Concluding remarks and future directions
Renewed interest in centrosome research started about 25 years ago when it was shown that certain autoimmune sera from CREST patients would reliably label centrosome material in animal cells. Since then, rapid progress has been made to identify specific centrosome proteins and determine their functions, which led to renewed appreciation of the enormous significance that centrosomes carry as cellular organelles and as major platform for cellular regulation. Centrosome dysfunctions have been linked to various human genetic diseases (reviewed in Badano et al. 2005) and centrosomes can directly be affected by environmental and genotoxic stresses.

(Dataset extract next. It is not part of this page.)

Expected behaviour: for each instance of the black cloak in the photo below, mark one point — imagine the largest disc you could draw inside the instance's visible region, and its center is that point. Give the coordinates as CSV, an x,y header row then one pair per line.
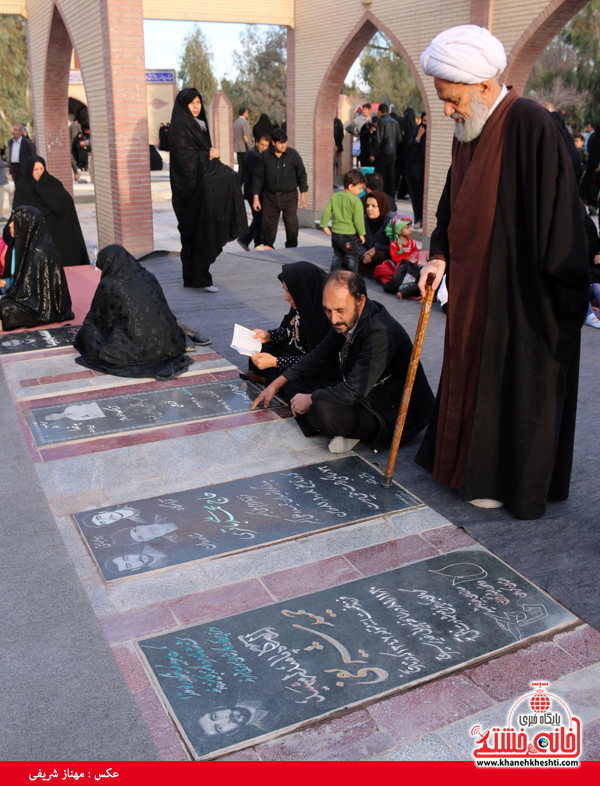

Adverse effects on centrosomes will result in multiple cascades of cellular dysfunctions as centrosomes regulate distribution of cellular organelles including mitochondria which are the major source for ATP production and depend on microtubules for distribution to their cell cycle-specific functional destinations. Based on these new insights it is easy to understand that centrosomes are linked to many diseases in which transport along microtubules is impaired which includes Alzheimer’s and several neurological diseases in which extensive trafficking along microtubules takes place. This area of research with a new focus on centrosomes is just at the beginning.
The entire field of aging research is open to investigations of centrosomes in senescing cells. Our previous studies on Drosophila cells in culture have linked multipolar mitoses to cellular senescence (Schatten et al. 1999a) and further studies are needed to explore centrosome regulation in aging cells. Other new areas of research include the effects of environmental stresses on centrosomes and manipulation and exploitation of centrosomes and the associated microtubule cytoskeleton by pathogens which has been explored for Toxoplasma parasites (Coppens et al. 2006) and has been reviewed by Scaplehorn and Way (2004) in a recent book dedicated to various aspects of centrosome research (Nigg 2004). Taken together, we are in the middle but also at the beginning of new appreciation for the centrosome as key organelle and as main station for directing and regulating cellular processes through its microtubule highway system and further research will undoubtedly result in uncovering and perhaps also repairing pathologies related to centrosome dysfunctions.
The present article remembers the late Daniel Mazia for his inspiration, friendship, and dissemination of an ever-expanding research area in cellular and molecular biology as well as in microbiology. Daniel Mazia’s passionate lecture on centrosomes during a 1984 UNESCO-ICRO course in Palermo/Italy along with numerous subsequent fascinating discussions on centrosomes first inspired the author’s research focus on centrosomes. Appreciation is extended to Donald Connor for excellent help with the schematic diagrams and assembly of images. Figure 4E was kindly supplied by Dr. Mika Katayama resulting from a collaborative project (Katayama et al. 2006). Figure 4 a, c, d were kindly provided by Dr. Zhisheng Zhong resulting from a collaborative project (Zhong et al. 2007). Figure 7 had been produced in collaborations at the University of Wisconsin–Madison and the results using formamide had been obtained in collaboration with the late Daniel Mazia.